日本人も巻き込まれるミャンマーでの特殊詐欺…垣間見えた「簡単に行けてしまう危うさ」

日本人の高校生2人が詐欺拠点で働かされていたというニュースは世間を驚かせた。例に漏れず、私も衝撃を受けた。愛知県に住む16歳の男子高校生はネット上でやり取りしていた相手から「特技を生かせる仕事がある」などと勧誘されたという。

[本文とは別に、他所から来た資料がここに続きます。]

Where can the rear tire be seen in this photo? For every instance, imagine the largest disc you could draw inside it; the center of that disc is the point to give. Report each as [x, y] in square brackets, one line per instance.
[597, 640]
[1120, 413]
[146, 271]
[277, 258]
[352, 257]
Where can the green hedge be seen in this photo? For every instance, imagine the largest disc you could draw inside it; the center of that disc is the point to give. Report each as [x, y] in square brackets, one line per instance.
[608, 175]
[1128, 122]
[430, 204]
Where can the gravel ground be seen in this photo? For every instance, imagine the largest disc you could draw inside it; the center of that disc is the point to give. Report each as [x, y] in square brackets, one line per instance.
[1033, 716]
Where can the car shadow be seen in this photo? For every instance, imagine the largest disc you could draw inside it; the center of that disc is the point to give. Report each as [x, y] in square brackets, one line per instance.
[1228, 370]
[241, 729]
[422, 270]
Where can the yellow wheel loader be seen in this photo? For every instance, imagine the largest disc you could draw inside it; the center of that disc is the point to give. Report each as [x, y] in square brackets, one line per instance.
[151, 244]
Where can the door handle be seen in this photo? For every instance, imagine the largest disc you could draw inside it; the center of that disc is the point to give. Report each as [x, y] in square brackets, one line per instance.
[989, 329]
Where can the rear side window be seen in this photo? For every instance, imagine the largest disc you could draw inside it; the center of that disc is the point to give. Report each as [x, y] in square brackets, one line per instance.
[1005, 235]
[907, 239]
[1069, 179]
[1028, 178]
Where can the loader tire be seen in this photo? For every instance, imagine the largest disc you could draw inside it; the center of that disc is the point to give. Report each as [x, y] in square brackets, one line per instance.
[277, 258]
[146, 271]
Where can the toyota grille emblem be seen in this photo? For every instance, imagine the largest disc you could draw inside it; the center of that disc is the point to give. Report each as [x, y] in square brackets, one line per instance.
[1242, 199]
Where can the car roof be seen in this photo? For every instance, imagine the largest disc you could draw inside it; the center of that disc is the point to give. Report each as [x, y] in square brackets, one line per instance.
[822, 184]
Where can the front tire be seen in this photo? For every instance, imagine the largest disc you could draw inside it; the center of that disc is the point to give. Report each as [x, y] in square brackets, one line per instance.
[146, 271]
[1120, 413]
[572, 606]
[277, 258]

メーソートを訪れる前、私は「日本から遠く離れた場所から特殊詐欺が行われているのか」と考えていたが、今回の取材を通して感じたのは「いとも簡単に詐欺拠点へと行けてしまう危うさ」だ。タイ当局が警戒を強めているものの、依然として国境となる川は歩いて渡れてしまいそうな場所があったり、検問のない小さな橋が架かっていたりと、正式な手続きを経ずに越境できてしまう状態だった。簡単に渡れる場所だからこそ、犯罪組織にとっては外国人を連れ込みやすいのだろう。

だが、対岸の詐欺拠点を間近に見たり、住民などから「暴力や殺人なども横行している」という話を直接聞いたりして、「絶対に行くべきではない場所」でもあると改めて感じた。闇バイトに応募して軽はずみに渡ってはいけない場所だ。

少数民族武装勢力が“取り締まり”を強化したことで、犯罪集団がカンボジアなど他の国に拠点を移しているとの情報もある。しかし、タイ当局は「犯罪集団がまだ活動を続けている」としている。少数民族武装勢力はもともと犯罪集団と利権でつながっていたと指摘されていて、“取り締まり”も国際社会からの批判をかわすための“その場しのぎ”のパフォーマンスなのかもしれない。

「ミャンマーとの国境の街」メーソートが「詐欺拠点に隣接する街」でなくなる日は来るのだろうか。いまだ複数の日本人がいるとされる詐欺拠点をめぐる動きを、今後も注視していく必要がある。